X_train, X_test, y_train, y_test = train_test_split(df, y, test_size=0.2, random_state=42) # initializing train/test groups

param_grid = {
    'kernel': ['linear'],
    'C': [0.1, 1,50, 100, 150], # only hyperparameter for linear
}
grid = GridSearchCV(SVC(), param_grid, scoring='accuracy', cv=3, verbose=3)
grid.fit(X_train, y_train)

print("Best parameters:", grid.best_params_)
print("Best accuracy:", grid.best_score_)

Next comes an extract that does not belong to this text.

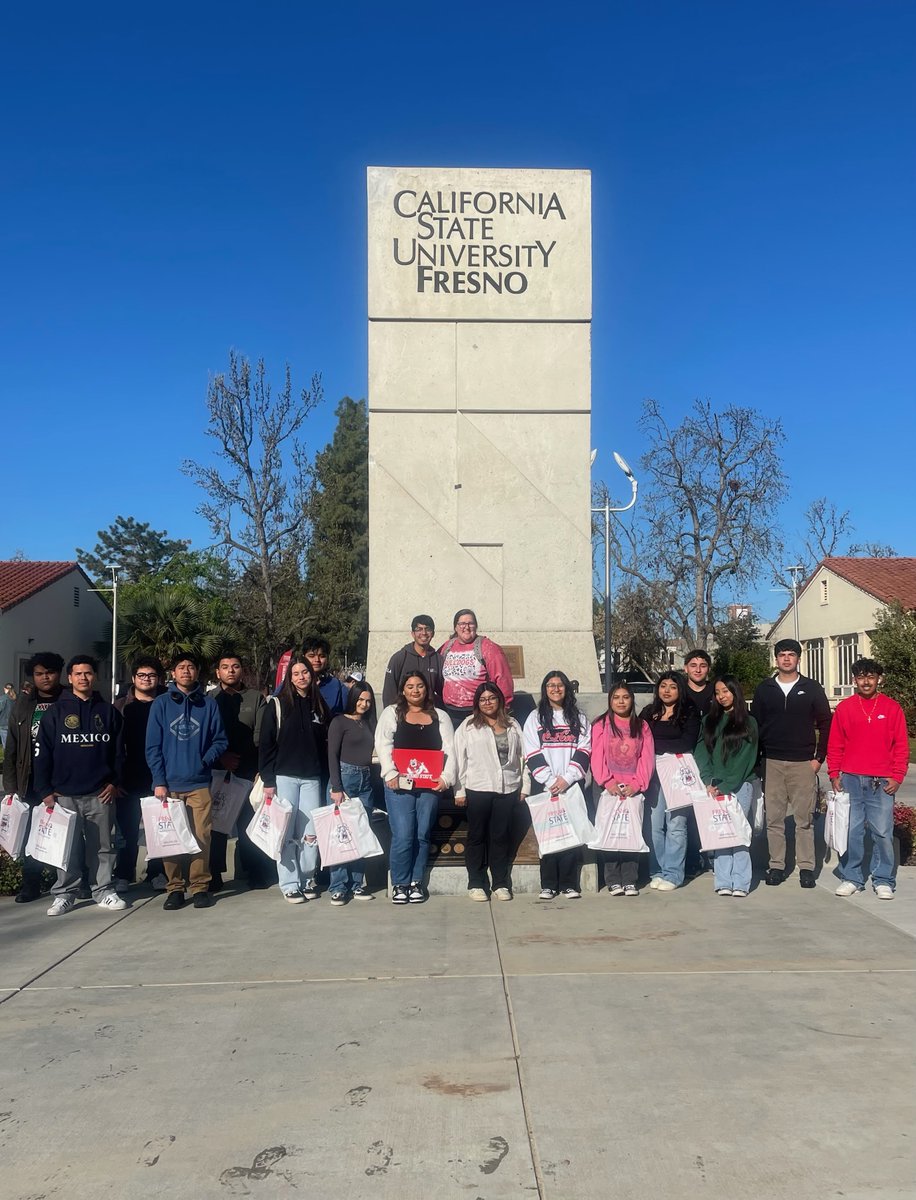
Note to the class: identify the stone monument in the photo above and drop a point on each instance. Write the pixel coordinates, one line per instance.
(479, 399)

Fitting 3 folds for each of 5 candidates, totalling 15 fits
[CV 1/3] END ..............C=0.1, kernel=linear;, score=0.905 total time= 1.0min
[CV 2/3] END ..............C=0.1, kernel=linear;, score=0.900 total time=  57.6s
[CV 3/3] END ..............C=0.1, kernel=linear;, score=0.897 total time=  58.2s
[CV 1/3] END ................C=1, kernel=linear;, score=0.909 total time= 1.2min
[CV 2/3] END ................C=1, kernel=linear;, score=0.908 total time= 1.1min
[CV 3/3] END ................C=1, kernel=linear;, score=0.903 total time= 1.0min
[CV 1/3] END ...............C=50, kernel=linear;, score=0.910 total time=10.5min
[CV 2/3] END ...............C=50, kernel=linear;, score=0.908 total time=10.4min
[CV 3/3] END ...............C=50, kernel=linear;, score=0.904 total time=10.4min
[CV 1/3] END ..............C=100, kernel=linear;, score=0.910 total time=19.6min
[CV 2/3] END ..............C=100, kernel=linear;, score=0.908 total time=19.5min
[CV 3/3] END ..............C=100, kernel=linear;,

In [None]:
from sklearn.metrics import accuracy_score, f1_score

best_model = grid.best_estimator_
y_pred = best_model.predict(X_test) # testing best model on testing data

# Calculating and printing accuracy scores
accuracy = accuracy_score(y_test, y_pred)
print(f"Grid Search Best Model Accuracy on Test Data: {accuracy}")
r2 = f1_score(y_test, y_pred)
print(f"R^2 Score: {r2}")

Grid Search Best Model Accuracy on Test Data: 0.9116
R^2 Score: 0.9066525871172122


## Results
Although this model gets close to the accuracy and R2 of the best model not including Type 2, it is still slightly lower. In addition, it takes significantly longer to train due to the increasesd dimesionality of the data. Thus, the SVM model we will use to compare to our other models will be the model excluding Type 2 and Generation as input.